Yoel Eduardo decide
meter la energía en el trabajo, el teatro. Aferrado al seguidor ilumina las
escenas de la obra. Lleva dos días sin mirar el celular. Necesita cicatrizar las
heridas que La China Suárez le dejó en el corazón. El amor rima con dolor, dicta
su parte racional, pero, su parte blanda, la del afecto, no está para tintineos
poéticos, da cuenta que se desangra.
Termina la segunda
función del domingo. Entran los de limpieza. Yoel Eduardo se queda abrazado al
reflector apagado. El calor menguante, lo contiene. Escucha hablar al actor
principal con el secundario. Por suerte, se consuela, no conversan de minas. El
actor principal le dice al secundario que tiene que hacer algo de Comedia
Musical, le sugiere correrse del lugar de obras como esta de puro parlamento,
con textos pretensiosos, de un romanticismo psicobolche, que (según sus
palabras) solo sirven para los Comunistas de este teatro, que son zurdos de la
billetera para afuera. La Comedia Musical te hace popular y ahí te llega la
guita grande, le aconseja. El actor secundario dice que sí con la cabeza. Yoel
Eduardo, también y, al hacer gesto, le mete un frentazo al reflector, el eco
latoso se expande por la sala, los actores miran arriba y Yoel Eduardo (que
para plantar la escena es un as) manotea el celular y se hace el muy interesado
en lo que dice la pantallita.
Ahí descubre que su
amigo Gonza le tiró veinte llamadas perdidas. Le da culpa. No puede ser tan
forro con su amigo. Gonza no tiene la culpa de lo que pasó con La China Suarez.
Le tira una llamada perdida. Gonza lo llama al toque. Hablan un rato, Gonza le
pone ficha, le explica que por una que salió mal no se puede caer, le habla de
eso de que hay siete mujeres por cada hombre, entonces, le cuenta de un
coeficiente estadístico, resultante de dividir uno sobre siete y que si
proyecta eso al listado de teléfono que le pasó de ciento noventa y cuatro
actrices famosas, da que veintisiete de esas actrices son para él. Yoel Eduardo
no valida la ponencia matemática del amigo, un puntito de ilusión emerge en su
horizonte. Gonza va por más, le aconseja que ajuste el disparo, que piense en
alguna mina que conoció en “uno de esos talleres de mierda que van los
actores”. Yoel Eduardo se pone dubitativo y Gonza arremete, le sugiere que
piense en una con la que vivió un momento memorable, una muestra de fin de año,
como cuando lo acompañó a la muestra del taller de Comedia Musical de Patricia
Palmer. El puntito de luz es un sol. Qué Gonza mencione “Comedia Musical” y
que, hace minutos el actor principal también lo haya mencionado, le parece una
señal, de la buenas.
Yoel Eduardo le dice a
Gonza que recuerda perfectamente ese día, lo que no le dice es que se acordó
que, entre sus compañeras de actuación, estaba (en ese entonces, una ignota)

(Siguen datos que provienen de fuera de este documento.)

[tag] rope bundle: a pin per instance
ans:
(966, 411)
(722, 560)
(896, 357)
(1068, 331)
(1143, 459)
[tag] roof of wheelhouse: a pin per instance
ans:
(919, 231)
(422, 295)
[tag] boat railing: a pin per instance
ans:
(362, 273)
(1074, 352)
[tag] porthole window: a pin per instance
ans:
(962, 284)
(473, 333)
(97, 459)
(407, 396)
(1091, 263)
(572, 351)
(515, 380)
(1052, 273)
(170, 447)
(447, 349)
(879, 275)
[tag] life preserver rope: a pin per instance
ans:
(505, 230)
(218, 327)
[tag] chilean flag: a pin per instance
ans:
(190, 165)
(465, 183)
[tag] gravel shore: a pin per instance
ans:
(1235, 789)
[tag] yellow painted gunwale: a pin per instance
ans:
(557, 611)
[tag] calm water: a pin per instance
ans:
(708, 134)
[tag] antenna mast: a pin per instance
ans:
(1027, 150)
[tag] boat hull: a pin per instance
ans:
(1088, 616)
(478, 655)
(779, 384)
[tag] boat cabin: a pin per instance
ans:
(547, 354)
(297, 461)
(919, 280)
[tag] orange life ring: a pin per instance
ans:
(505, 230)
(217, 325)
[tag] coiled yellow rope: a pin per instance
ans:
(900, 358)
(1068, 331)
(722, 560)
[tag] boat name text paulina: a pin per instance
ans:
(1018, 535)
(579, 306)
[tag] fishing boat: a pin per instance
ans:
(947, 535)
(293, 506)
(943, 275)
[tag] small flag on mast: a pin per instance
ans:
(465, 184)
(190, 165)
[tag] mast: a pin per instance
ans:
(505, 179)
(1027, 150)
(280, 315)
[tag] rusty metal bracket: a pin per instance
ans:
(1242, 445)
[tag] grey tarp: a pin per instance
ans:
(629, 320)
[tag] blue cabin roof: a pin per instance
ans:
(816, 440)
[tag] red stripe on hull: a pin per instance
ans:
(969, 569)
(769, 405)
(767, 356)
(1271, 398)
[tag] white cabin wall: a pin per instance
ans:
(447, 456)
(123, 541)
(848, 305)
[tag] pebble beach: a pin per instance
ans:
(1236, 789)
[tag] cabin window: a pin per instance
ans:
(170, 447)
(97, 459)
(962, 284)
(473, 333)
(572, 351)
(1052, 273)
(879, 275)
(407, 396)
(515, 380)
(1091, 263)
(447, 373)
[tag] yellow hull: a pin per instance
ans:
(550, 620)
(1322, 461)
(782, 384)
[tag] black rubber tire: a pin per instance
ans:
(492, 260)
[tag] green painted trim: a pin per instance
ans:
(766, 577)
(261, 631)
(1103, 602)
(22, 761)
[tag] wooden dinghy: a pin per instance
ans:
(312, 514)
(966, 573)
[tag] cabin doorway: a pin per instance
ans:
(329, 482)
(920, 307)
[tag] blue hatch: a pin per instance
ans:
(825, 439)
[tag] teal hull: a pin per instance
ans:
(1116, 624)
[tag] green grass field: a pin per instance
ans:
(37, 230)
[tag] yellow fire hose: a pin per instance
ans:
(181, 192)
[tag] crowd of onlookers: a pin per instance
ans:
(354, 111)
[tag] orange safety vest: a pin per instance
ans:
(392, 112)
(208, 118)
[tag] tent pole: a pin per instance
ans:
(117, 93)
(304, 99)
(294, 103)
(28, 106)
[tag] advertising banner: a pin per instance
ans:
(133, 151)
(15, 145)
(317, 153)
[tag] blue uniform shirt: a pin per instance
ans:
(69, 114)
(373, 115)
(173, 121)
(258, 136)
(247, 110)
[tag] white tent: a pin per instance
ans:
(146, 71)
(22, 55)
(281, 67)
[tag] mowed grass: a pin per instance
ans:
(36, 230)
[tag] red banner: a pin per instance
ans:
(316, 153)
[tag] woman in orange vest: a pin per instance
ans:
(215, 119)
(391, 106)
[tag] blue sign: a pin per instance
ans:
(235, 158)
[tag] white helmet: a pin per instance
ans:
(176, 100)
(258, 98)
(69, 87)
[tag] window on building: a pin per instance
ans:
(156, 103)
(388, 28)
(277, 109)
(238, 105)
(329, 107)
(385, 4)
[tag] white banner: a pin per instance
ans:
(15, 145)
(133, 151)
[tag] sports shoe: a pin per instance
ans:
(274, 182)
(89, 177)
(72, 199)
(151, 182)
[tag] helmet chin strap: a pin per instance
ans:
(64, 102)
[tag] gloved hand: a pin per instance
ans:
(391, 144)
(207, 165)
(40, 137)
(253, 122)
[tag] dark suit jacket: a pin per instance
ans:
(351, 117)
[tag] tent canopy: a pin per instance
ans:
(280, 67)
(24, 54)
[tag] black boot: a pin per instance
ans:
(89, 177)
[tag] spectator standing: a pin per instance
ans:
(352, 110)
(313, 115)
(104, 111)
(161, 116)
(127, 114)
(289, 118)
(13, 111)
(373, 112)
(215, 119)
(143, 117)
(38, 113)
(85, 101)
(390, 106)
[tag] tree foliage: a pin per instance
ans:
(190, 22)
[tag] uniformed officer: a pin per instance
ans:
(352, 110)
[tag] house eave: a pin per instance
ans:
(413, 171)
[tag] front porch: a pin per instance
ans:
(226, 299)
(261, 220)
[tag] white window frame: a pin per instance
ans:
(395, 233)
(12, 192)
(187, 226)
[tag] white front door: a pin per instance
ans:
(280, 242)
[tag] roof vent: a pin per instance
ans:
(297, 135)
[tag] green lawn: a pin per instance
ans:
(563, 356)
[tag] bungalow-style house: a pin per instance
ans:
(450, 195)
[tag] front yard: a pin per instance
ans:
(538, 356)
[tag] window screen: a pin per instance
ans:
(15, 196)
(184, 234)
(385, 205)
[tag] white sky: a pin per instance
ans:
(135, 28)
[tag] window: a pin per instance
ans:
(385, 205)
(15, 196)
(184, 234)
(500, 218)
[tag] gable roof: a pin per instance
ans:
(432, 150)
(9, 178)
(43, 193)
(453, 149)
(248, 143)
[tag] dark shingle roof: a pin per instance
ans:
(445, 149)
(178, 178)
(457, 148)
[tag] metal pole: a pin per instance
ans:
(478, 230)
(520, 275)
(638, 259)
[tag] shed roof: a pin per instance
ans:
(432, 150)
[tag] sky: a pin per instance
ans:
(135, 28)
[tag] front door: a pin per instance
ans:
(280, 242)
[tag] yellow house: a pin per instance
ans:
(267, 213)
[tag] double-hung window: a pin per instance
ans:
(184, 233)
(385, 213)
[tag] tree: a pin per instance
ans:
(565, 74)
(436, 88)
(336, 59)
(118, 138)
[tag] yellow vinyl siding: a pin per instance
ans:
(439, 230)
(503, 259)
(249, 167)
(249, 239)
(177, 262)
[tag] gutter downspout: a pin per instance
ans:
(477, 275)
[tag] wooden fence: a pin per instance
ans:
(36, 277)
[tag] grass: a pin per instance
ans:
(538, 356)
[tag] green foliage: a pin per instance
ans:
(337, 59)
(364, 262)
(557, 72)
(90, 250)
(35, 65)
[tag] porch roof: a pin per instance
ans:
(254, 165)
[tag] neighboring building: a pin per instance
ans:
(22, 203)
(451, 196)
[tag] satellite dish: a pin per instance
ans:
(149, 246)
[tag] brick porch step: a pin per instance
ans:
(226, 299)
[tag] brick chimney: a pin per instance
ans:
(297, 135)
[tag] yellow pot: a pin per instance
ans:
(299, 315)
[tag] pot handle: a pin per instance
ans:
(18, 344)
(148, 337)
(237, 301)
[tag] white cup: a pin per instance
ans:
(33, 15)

Dolores Fonzi. Mientras lo rememora, el corazón le late. Le agradece a Gonza,
por todo. El tono de voz denota que ha vuelto el Yoel Eduardo potencia. Corta,
le explica, necesita laburar con el celu.
Tira el culo al piso,
se hace una bolita, no le dan las manos para operar el teléfono. Sobre la
cabeza, el reflector, irradia lengüetazos tibios.